Noam Chomsky n’est pas Timorais. Je n’ai pas dit Timorés, mais bien Timorais. Voilà : les habitants du pays de Pusillanimis sont les Timorés, ceux du Timor-Oriental, les Timorais. Leur pays, ancienne colonie du Portugal, a été envahi par l’Indonésie en 1975, appuyée par le gouvernement états-unien dans le silence quasi total de la communauté internationale… Noam Chomsky est l’un des intellectuels occidentaux à avoir pris position contre ce scandale. Construit à partir des notes prises pour ses conférences présentées en janvier 1995 lors de son passage en Australie à l’invite de l’Association d’aide au Timor-Oriental, Le pouvoir mis à nu, outre le fait qu’il permet de se faire une tête sur la question, propose un voyage au cœur du pragmatisme humaniste politique et philosophique du linguiste.
On se demandera : mais quelle idée saugrenue a-t-il bien pu lui passer par la tête pour se porter à la défense de quelques hurluberlus perdus à l’autre bout de la planète ? N’a-t-on pas ici notre lot de misères et d’horreurs ? Croyez-le ou non, notre homme jure que la responsabilité de l’écrivain et de l’intellectuel, « est de s’efforcer de dire la vérité sur des sujets qui importent sur le plan humain à un public qui est en mesure d’agir en conséquence »!!! Cette pensée a l’heur de froisser quelques susceptibilités.
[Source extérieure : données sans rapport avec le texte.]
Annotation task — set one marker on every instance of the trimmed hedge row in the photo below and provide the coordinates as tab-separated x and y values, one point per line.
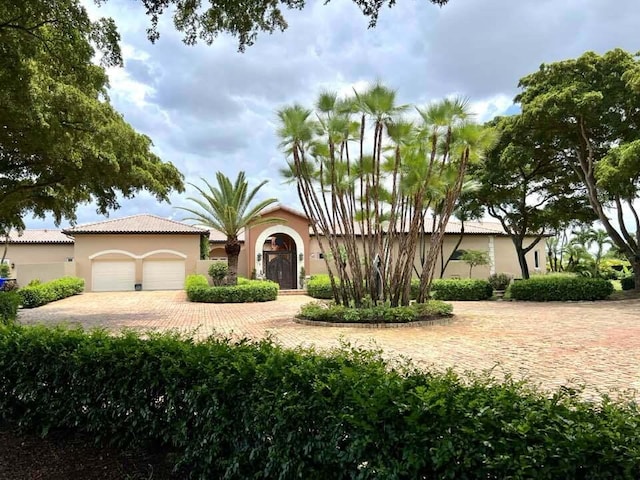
549	288
456	289
42	293
321	312
255	410
628	283
198	290
319	287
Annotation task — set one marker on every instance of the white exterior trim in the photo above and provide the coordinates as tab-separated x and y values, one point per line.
107	252
164	250
492	254
133	255
272	231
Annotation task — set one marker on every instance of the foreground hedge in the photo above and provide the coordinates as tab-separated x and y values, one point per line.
255	410
198	290
547	288
42	293
321	312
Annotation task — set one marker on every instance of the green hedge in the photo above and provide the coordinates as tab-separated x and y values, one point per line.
9	303
42	293
255	410
198	290
375	314
319	286
628	283
547	288
463	289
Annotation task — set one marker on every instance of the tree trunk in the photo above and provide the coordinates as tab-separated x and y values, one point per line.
522	260
232	249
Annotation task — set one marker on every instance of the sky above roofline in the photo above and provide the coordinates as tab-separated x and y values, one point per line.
210	108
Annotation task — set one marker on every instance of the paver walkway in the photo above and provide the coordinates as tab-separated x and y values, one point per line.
549	343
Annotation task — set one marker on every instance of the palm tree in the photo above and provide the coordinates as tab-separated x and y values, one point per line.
226	208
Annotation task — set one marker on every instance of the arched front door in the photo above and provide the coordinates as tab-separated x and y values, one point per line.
280	261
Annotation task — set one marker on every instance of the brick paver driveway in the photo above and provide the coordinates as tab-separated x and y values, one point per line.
550	343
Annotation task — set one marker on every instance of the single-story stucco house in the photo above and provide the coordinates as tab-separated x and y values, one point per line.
147	252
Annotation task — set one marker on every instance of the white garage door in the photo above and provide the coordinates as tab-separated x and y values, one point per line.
163	275
113	276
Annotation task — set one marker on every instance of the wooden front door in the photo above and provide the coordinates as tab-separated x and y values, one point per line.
281	268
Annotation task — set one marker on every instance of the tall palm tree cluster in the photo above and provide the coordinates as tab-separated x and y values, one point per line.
371	176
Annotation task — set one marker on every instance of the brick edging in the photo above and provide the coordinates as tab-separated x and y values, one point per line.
420	323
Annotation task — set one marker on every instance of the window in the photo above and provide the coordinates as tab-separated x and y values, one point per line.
457	255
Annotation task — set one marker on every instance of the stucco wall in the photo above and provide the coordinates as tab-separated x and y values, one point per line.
123	247
29	253
44	272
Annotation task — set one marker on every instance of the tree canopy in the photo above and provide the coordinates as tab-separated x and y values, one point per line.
61	142
241	19
586	112
527	188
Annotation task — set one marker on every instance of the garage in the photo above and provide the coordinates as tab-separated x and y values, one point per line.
113	275
163	274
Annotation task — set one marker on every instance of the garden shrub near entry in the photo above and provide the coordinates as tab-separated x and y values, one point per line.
198	290
467	289
37	294
319	286
547	288
322	312
256	410
628	283
9	303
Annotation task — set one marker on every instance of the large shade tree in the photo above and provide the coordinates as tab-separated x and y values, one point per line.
527	188
206	19
372	184
61	142
227	207
587	112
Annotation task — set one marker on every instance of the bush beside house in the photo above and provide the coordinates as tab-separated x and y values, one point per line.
198	290
548	288
37	294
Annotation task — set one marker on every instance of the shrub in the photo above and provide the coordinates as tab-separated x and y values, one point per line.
499	281
42	293
628	283
218	271
198	290
9	303
468	289
5	270
319	286
322	312
546	288
256	410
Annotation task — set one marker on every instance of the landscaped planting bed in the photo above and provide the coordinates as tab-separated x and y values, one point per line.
256	410
198	290
323	312
37	294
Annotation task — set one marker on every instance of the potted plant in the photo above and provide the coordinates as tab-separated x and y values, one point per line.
500	282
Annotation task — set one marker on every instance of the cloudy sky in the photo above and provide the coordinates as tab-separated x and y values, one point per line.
210	108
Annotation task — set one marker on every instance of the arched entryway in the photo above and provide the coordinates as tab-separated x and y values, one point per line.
279	255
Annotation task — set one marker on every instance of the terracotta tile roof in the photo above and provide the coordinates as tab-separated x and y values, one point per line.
453	227
144	223
44	236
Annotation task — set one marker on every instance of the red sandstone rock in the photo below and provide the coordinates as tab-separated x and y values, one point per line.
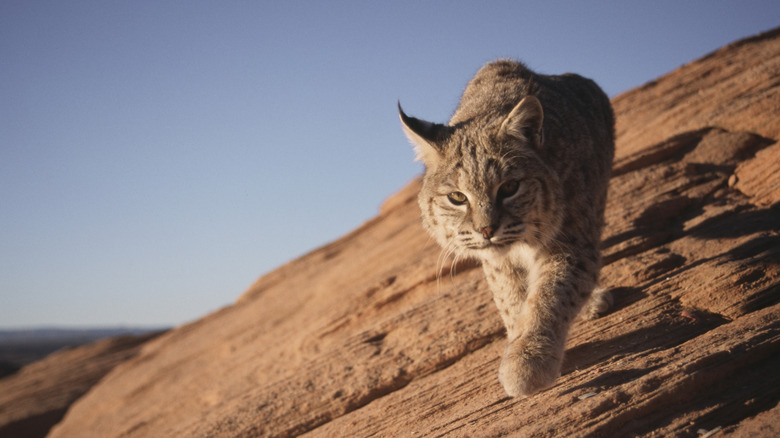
374	334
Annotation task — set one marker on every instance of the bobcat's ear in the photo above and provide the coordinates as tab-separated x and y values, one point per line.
426	138
525	121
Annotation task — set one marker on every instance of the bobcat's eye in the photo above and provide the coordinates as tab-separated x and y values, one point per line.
508	189
457	198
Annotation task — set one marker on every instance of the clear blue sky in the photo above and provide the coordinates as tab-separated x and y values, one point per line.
157	157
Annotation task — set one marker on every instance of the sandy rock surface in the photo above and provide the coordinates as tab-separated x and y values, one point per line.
377	335
37	397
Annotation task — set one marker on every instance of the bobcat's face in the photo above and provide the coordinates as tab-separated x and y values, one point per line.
483	198
486	187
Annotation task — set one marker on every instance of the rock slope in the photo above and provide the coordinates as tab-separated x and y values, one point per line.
37	397
377	335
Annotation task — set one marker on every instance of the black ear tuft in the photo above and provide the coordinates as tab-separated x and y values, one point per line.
426	137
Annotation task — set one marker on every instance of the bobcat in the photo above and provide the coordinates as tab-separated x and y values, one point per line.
518	179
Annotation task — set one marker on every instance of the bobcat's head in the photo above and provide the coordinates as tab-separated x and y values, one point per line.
485	185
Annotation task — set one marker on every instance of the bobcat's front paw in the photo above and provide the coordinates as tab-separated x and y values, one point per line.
525	370
599	303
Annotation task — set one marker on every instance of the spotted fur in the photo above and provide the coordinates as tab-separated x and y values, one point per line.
518	179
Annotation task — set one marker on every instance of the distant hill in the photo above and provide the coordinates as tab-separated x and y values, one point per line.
19	347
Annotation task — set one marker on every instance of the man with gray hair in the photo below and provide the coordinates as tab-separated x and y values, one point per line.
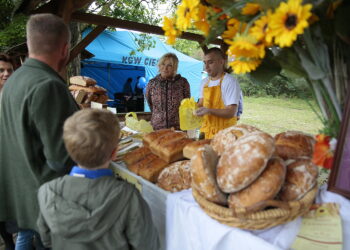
35	103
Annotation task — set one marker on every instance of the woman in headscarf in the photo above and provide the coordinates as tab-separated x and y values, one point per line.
165	92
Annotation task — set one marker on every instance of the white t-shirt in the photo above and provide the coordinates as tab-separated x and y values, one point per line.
230	89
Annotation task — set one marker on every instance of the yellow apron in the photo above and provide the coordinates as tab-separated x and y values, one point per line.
212	99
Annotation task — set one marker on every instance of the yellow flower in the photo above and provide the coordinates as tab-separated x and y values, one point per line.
260	28
244	46
233	26
201	23
244	65
170	32
186	11
289	20
251	9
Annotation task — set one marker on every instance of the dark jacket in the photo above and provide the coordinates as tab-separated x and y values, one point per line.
34	105
164	98
104	213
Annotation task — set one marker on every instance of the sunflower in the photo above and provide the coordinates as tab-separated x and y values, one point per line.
251	9
244	46
288	21
186	11
244	65
260	28
233	26
201	23
170	32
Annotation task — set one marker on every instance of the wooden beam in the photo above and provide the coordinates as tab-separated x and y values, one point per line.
65	10
78	4
129	25
85	42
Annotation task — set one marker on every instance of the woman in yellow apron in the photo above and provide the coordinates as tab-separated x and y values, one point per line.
216	115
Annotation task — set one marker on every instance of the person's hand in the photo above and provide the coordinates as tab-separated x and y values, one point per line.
202	111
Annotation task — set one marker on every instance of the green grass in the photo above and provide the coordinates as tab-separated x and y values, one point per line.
275	115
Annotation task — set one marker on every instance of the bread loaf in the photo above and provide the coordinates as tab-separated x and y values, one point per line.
82	81
152	170
203	166
265	187
154	135
176	177
226	137
167	138
90	89
145	161
173	150
191	148
244	161
294	144
301	177
136	155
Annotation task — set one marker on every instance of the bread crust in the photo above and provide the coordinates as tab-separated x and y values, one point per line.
190	149
176	176
301	178
265	187
294	144
244	161
203	174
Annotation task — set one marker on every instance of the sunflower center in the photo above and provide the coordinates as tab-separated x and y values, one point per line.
187	11
291	21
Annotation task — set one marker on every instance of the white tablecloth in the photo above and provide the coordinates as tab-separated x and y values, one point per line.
188	227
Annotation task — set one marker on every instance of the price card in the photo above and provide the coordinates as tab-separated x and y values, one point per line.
320	229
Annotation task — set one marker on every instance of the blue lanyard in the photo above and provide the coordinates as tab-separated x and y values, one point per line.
91	174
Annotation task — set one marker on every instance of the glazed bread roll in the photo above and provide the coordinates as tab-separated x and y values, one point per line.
265	187
294	144
191	148
154	135
244	161
82	81
203	166
248	127
176	177
136	155
226	137
173	150
145	161
301	178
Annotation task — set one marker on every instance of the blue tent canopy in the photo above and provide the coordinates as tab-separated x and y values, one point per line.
113	63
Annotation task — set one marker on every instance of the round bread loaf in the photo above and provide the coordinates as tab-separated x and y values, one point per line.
265	187
203	172
176	177
244	161
190	149
301	178
226	137
294	144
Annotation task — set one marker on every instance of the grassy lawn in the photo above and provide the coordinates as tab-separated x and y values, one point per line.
275	115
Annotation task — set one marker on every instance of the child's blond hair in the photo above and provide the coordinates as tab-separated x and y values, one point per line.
90	136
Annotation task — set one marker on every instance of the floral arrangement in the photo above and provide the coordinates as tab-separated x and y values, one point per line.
265	38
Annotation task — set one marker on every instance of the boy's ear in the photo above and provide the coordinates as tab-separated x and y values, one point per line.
114	154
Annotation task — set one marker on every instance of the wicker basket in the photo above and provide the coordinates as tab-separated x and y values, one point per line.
286	211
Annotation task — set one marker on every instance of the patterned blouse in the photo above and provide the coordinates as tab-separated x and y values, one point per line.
164	97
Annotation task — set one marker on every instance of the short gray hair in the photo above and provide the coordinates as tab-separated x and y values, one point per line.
172	57
45	32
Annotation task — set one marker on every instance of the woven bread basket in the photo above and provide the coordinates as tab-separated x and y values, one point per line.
248	219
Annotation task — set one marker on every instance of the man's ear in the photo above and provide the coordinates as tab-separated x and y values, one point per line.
114	154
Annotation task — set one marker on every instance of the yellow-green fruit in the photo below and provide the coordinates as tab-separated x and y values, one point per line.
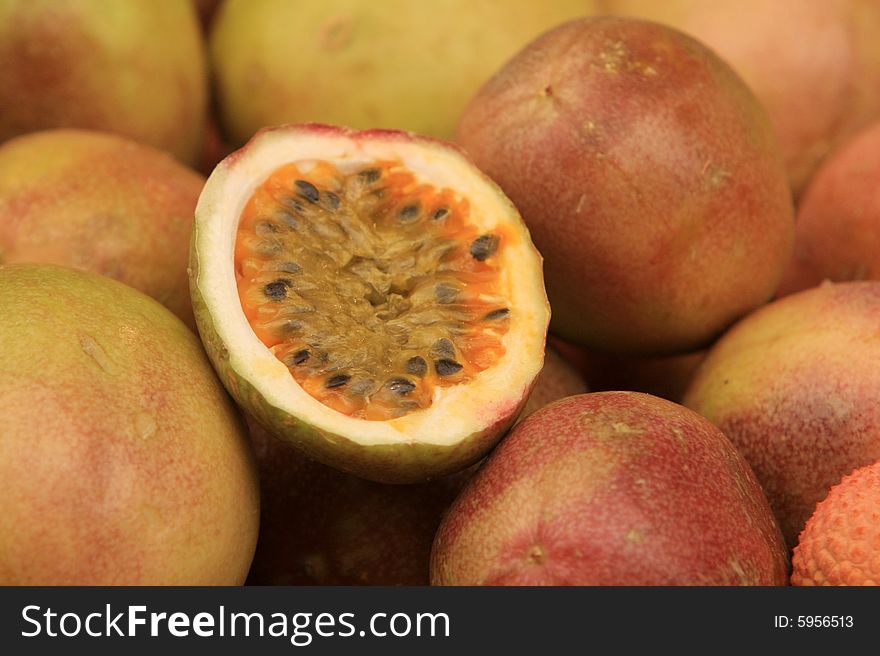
122	460
397	63
136	68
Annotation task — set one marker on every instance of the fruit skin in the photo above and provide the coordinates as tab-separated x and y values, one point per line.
613	488
391	64
794	387
122	462
138	70
838	220
666	376
840	544
823	55
101	203
320	526
649	177
254	380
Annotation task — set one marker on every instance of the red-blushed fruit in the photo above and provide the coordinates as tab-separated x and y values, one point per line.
649	177
122	459
613	488
814	64
838	221
666	376
794	386
320	526
136	69
840	544
101	203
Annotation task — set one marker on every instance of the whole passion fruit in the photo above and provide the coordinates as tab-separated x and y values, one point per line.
370	296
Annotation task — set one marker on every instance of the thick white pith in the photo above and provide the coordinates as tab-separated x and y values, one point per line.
456	411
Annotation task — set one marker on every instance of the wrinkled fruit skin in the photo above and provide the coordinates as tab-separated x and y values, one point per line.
138	70
841	542
612	488
824	56
838	220
320	526
794	386
100	203
366	64
122	462
649	177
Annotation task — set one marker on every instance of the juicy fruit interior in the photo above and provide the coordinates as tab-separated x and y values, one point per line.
370	285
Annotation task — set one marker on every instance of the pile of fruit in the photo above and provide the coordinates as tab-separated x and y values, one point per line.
273	307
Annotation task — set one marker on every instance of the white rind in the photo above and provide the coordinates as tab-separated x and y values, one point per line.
457	412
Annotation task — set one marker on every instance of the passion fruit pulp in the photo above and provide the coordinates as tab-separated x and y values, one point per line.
369	296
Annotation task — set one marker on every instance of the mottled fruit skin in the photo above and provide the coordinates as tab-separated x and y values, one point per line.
795	386
666	376
813	64
122	460
101	203
321	526
614	488
841	542
392	64
838	220
137	69
649	177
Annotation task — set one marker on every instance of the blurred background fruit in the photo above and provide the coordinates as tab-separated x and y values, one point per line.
391	64
101	203
814	64
136	68
841	542
611	488
649	177
795	386
122	459
323	527
838	221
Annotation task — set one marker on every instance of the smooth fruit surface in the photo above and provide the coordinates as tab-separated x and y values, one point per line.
794	387
391	64
649	177
371	296
136	68
123	461
841	542
838	219
101	203
813	64
611	488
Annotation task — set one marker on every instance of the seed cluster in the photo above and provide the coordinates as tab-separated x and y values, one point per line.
373	288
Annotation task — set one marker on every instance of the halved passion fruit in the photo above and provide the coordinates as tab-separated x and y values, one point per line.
369	296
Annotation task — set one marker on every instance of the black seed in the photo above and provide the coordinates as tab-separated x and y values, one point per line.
409	213
417	366
308	191
400	386
445	293
494	315
276	290
483	247
370	175
443	348
299	357
337	380
447	367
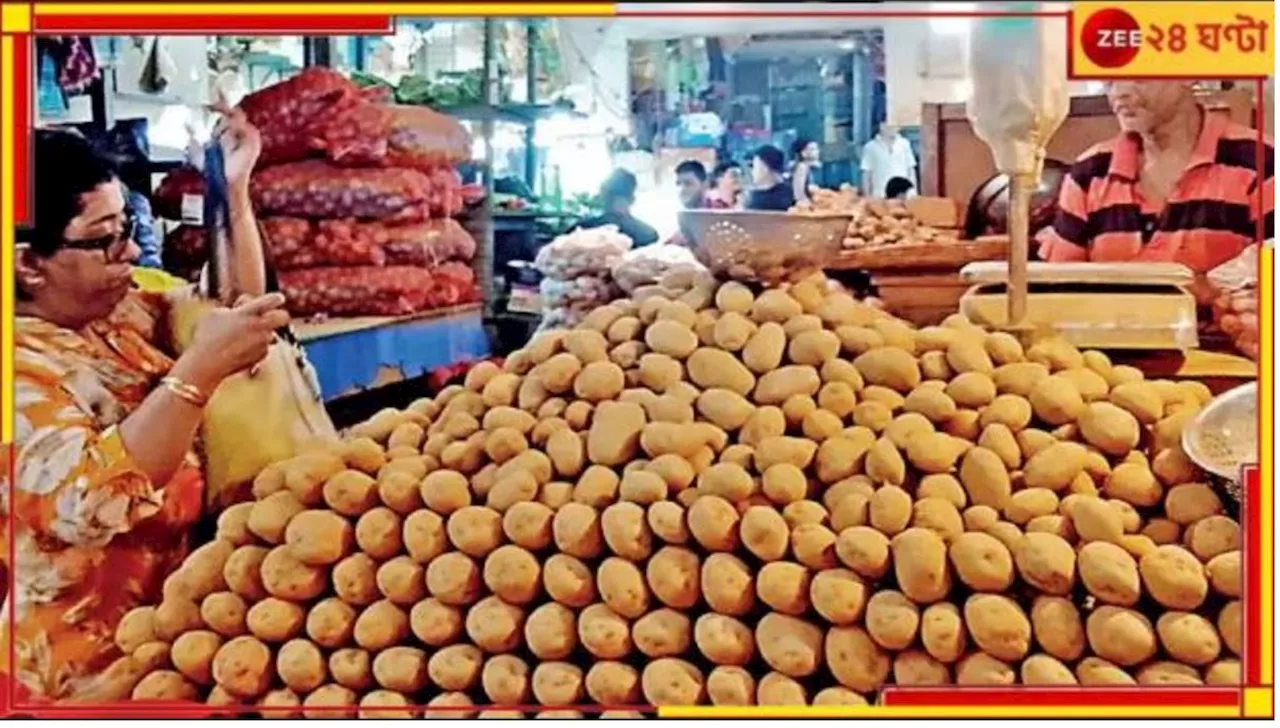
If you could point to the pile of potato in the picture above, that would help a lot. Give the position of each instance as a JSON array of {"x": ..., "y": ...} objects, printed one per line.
[
  {"x": 876, "y": 223},
  {"x": 731, "y": 498}
]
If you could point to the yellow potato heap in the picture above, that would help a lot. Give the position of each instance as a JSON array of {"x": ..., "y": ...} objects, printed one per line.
[
  {"x": 776, "y": 498},
  {"x": 876, "y": 221}
]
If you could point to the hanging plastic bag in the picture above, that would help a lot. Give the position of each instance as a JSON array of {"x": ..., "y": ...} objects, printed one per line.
[
  {"x": 158, "y": 71},
  {"x": 647, "y": 265}
]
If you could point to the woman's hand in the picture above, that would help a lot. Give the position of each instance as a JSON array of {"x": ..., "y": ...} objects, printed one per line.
[
  {"x": 228, "y": 340},
  {"x": 241, "y": 146}
]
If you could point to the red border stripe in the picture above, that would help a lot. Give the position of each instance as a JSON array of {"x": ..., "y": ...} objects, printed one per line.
[
  {"x": 186, "y": 24},
  {"x": 1252, "y": 656},
  {"x": 1151, "y": 696},
  {"x": 22, "y": 120}
]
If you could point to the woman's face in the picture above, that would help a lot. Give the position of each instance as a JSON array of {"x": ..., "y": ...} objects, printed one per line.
[{"x": 92, "y": 273}]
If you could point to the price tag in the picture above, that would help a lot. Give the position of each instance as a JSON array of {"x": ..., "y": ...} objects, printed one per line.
[{"x": 193, "y": 209}]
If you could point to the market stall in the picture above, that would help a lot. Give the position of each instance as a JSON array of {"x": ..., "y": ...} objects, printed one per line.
[{"x": 714, "y": 476}]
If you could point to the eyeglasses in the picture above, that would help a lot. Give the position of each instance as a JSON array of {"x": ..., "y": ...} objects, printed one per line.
[{"x": 113, "y": 245}]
C’est que la propagation du virus de la lâcheté atteint aujourd’hui des proportions alarmantes (les statistiques du Québec à elles seules font frémir).
La question est de taille : que faire face à la barbare tyrannie du marché exercée par des dirigeants sans scrupules dans le mépris absolu des droits de la personne et de l’environnement ? Que faire devant des magnats aux politiques obscènes qui protègent la propriété privée des ploutocraties mondiales en contrôlant les banques, les territoires, les industries, l’éducation, la santé et la presse ? Que faire ? Prendre ses responsabilités, c’est-à-dire prendre la parole, partout, toujours, en toutes circonstances, qu’elles soient privées ou publiques. Car la parole s’inscrit dans l’histoire ; elle n’est pas une prémisse à l’action, elle est déjà l’action, elle est ce qui la porte, lui assure dignité. Dire et agir en vue de la paix et du mieux-être, voilà déjà un pas gigantesque. Les exemples ne manquent pas. D’ailleurs, Noam Chomsky ne reprend-il pas la tâche de quelques illustres prédécesseurs, tout aussi attachés que lui aux Lumières : Bertrand Russel, John Dewey, Eduardo Galeano, José Ramos-Horta et d’autres ? Le spécialiste de la langue fait peur pour une raison simple : il dit la vérité avec une ironie et un panache inégalables. Après les récents scandales d’Enron, de Merk, de Worldcom – mais nous savons qu’il ne s’agit là que de la pointe de l’iceberg -, qui pourrait récuser la « criminalité d’entreprise », qui pourrait ne pas se rendre compte à quel point les sommets économiques ne constituent qu’une mascarade organisée pour détourner l’opinion publique de la vraie guerre (celle des marchés), renforcer l’esclavage et légitimer les génocides (sida, Ebola, malnutrition volontairement maintenue, contrôle des médicaments, guerre au soi-disant terroristes et trafiquants de drogue, etc.) ? C’est pourquoi, de par son discours, mais aussi de par la position qu’il occupe, Noam Chomsky publie des ouvrages que nous nous devons de lire.